To process payment cards using a third-party service provider, UCI merchants must either use service providers approved by the campus or go through the approval process for a new service provider. All service providers must be approved before use.
- All third-party service providers must be approved before being used for payment card processing.
- The use of all third-party service providers must adhere to the requirements of the Payment Card Industry Data Security Standard (PCI DSS), UC policies including UCI Policy 704-14 and UC Policy BUS-49 Appendix DS must be included in all contracts.
- All third-party service providers must provide an annual service provider Attestation of Compliance (AOC) and a description of services provided with clear roles and responsibilities defined for all parties involved in payment card processing. Appendix DS must be included in all contracts.
- Existing UCI approved third-party service providers such as TouchNet Marketplace, Authorize.Net and Bluefin, should be used when possible.

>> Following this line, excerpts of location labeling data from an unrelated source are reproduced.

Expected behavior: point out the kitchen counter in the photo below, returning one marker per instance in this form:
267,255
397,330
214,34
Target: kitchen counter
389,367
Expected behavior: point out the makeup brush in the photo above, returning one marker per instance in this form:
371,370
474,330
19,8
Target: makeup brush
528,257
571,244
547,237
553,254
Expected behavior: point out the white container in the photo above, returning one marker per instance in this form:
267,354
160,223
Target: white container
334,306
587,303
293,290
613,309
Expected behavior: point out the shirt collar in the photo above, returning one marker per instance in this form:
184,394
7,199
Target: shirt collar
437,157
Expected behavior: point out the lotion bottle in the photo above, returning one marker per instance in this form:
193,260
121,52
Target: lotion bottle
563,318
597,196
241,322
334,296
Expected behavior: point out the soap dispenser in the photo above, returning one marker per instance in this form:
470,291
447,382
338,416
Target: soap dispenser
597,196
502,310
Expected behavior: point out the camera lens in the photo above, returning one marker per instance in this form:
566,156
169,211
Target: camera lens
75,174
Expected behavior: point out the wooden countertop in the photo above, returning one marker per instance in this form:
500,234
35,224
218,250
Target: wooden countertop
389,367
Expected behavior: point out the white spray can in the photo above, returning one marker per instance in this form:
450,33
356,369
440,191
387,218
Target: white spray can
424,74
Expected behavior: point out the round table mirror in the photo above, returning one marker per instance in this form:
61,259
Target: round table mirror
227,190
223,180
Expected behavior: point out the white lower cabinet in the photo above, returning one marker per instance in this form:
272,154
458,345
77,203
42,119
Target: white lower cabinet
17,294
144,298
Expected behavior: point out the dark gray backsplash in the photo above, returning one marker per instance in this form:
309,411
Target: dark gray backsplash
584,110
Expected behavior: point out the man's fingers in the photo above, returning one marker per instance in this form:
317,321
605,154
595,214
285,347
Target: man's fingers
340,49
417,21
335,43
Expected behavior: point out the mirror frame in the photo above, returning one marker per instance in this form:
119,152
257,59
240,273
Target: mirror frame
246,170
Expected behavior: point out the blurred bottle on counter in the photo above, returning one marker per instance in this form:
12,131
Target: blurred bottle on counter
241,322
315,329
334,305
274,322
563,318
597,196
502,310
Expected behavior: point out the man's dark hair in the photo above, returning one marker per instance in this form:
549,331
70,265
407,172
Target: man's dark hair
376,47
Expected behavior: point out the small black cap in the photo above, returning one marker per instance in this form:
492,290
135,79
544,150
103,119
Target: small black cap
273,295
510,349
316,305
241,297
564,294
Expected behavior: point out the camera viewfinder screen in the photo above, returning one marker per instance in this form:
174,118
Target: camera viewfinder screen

- If the use of existing UCI approved third-party service providers is not possible, UCI Merchants must seek approval from the UCI PCI Committee.
- UCI Merchants are responsible for paying all fees associated with, but not limited to, payment card processing and QSA evaluation costs.
- When engaging a new third-party service provider, UCI Merchants must:
- Complete a Request to Use a Third-Party Payment System and provide all information requested. Failure to provide complete documentation including a network and cardholder dataflow diagram may delay the project.
- Provide the third-party’s current PCI service provider AOC.
- Provide a copy of the Third-Party’s contract.
- Submit request to the PCI Committee for review at firstname.lastname@example.org
- Merchants must have the appropriate documentation, approvals and security measures in place to assist in a smooth launch.
- As determined by the Campus PCI Committee, additional evaluation of the third-party service provider may be required and may include:
- UCI's Qualified Security Assessor (QSA).
- The Assistant Vice Chancellor of Accounting & Fiscal Services.
- The UC Office of the Chief Investment Officer.
- Contracts must be reviewed by the Contracts unit in Procurement Services, OIT Security, and/or the PCI Committee for the appropriate data security language. Service providers may be asked to append the contract with specific language required by the UC such as Appendix DS (Data Security) if it is not included in the original contract.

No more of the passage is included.